Swego czasu grupa podobnych speców stała w Al. Jerozolimskich przy sklepie futer Jedynaka, agitując przeciw zakupie i noszeniu. Jedna z telewizji zrobiła reportaż, w czasie reportażu chłopcy chętnie i szeroko opowiadali o tym jak chcą chronić zwierzątka. W którymś momencie prowadząca wywiad spojrzała w dól i do aktywisty: Ale przecież pan ma skórzane buty....- spier...aj.

Odpowiedz
~LeB3au
+3 / 3

@Fragglesik Pewnego dnia elegancka kobieta wyszła na spacer w futrze. Trafiła na pikietę ekologów i jeden podszedł do niej.
"Jak pani może?! Czy pani wie ile biednych norek musiało oddać życie, żeby pani mogła nosić to wstrętne furto?!"
"Ale proszę pana. To nie są norki, to poliestry."
"Jak pani może?! Czy pani wie ile biednych poliestrów musiało oddać życie, żeby pani mogła nosić to wstrętne furto?!"

Wandejczyk
0 / 0

Cierpią to cierpią a jakby nie cierpiały to też niewielki kram.

Odpowiedz
D DAREKJP
+4 / 4

Trzy lata temu miałem podobne zdarzenie - jakaś grupa opłaconych, młodych pseudoekologów zorganizowała na ulicy protest przeciwko hodowli zwierząt na futra i skóry. Gdy zwróciłem uwagę, że sami noszą skórzane buty itp. zaczęli mnie odganiać. Zacząłem więc głośnio komentować ich hipokryzję. Wezwali policję, twierdząc, że ktoś pijany przeszkadza im. Policja po stwierdzeniu, że jestem trzeźwy sprawdziła, czy mają zezwolenie na manifestację - uraczyła ich mandatami…

Odpowiedz
P0RTABLE
-1 / 1

Znam jedną taką, która jest zagorzałą wegetarianką i obrończynią umęczonych zwierząt... i popindala w skórzanych glanach. Na takie zarzuty odpowiedziała krótko i zwięźle "mięsa nie jem a glany tylko noszę"

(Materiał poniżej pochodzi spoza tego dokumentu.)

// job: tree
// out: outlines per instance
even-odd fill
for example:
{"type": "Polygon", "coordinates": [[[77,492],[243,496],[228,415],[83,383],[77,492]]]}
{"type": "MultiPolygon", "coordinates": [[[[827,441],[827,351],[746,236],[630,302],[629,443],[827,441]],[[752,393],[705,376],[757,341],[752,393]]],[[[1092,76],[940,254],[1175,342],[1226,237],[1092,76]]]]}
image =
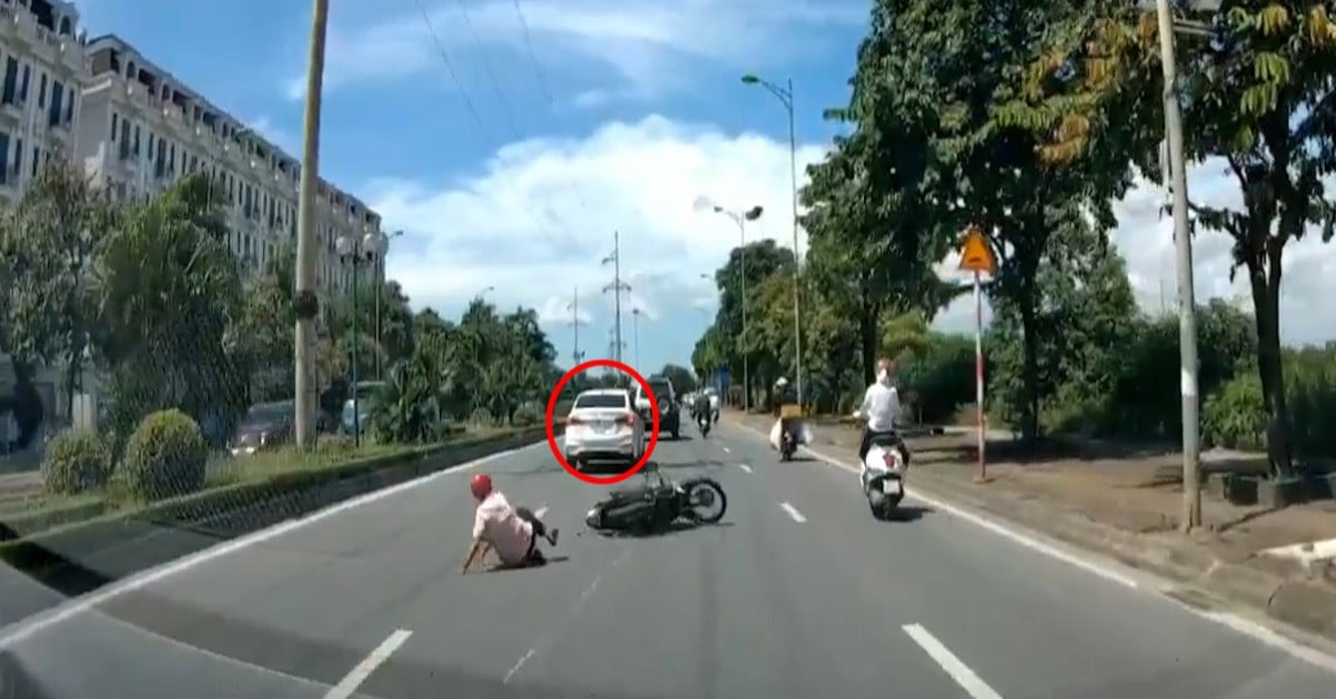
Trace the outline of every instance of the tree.
{"type": "Polygon", "coordinates": [[[293,396],[295,261],[295,250],[283,246],[266,269],[246,283],[239,335],[253,370],[254,401],[293,396]]]}
{"type": "Polygon", "coordinates": [[[659,376],[667,377],[668,381],[672,381],[672,388],[679,394],[696,390],[696,376],[685,366],[665,364],[664,368],[659,370],[659,376]]]}
{"type": "Polygon", "coordinates": [[[248,405],[242,281],[208,202],[208,180],[191,175],[128,206],[94,263],[94,343],[122,440],[144,414],[180,408],[216,444],[248,405]]]}
{"type": "MultiPolygon", "coordinates": [[[[1120,156],[1158,174],[1158,106],[1132,96],[1162,83],[1154,19],[1106,5],[1070,27],[1031,82],[1050,87],[1055,119],[1082,127],[1054,134],[1057,156],[1078,159],[1100,151],[1096,143],[1114,144],[1120,156]],[[1065,80],[1053,78],[1059,71],[1065,80]]],[[[1248,275],[1268,454],[1283,476],[1292,470],[1280,349],[1283,255],[1309,227],[1319,227],[1324,242],[1336,231],[1323,182],[1336,132],[1336,24],[1321,4],[1307,0],[1236,0],[1205,19],[1209,40],[1180,52],[1184,150],[1194,160],[1224,159],[1244,210],[1192,208],[1200,227],[1233,239],[1230,274],[1241,267],[1248,275]]]]}
{"type": "Polygon", "coordinates": [[[3,346],[19,362],[61,368],[61,402],[68,409],[83,376],[91,331],[90,269],[115,225],[103,190],[72,162],[52,159],[3,219],[0,258],[7,261],[0,321],[3,346]]]}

Zmodyfikowano 3 razy Ostatnia modyfikacja: 8 April 2018 2018 21:20

Odpowiedz
Fragglesik
0 / 0

@P0RTABLE To dopiero głupie tłumaczenie. czyli mogę zarzynać dowolną ilość zwierząt, byle bym ich nie żarł?.......:)

P0RTABLE
0 / 2

@Fragglesik Według niej najwyraźniej tak ;)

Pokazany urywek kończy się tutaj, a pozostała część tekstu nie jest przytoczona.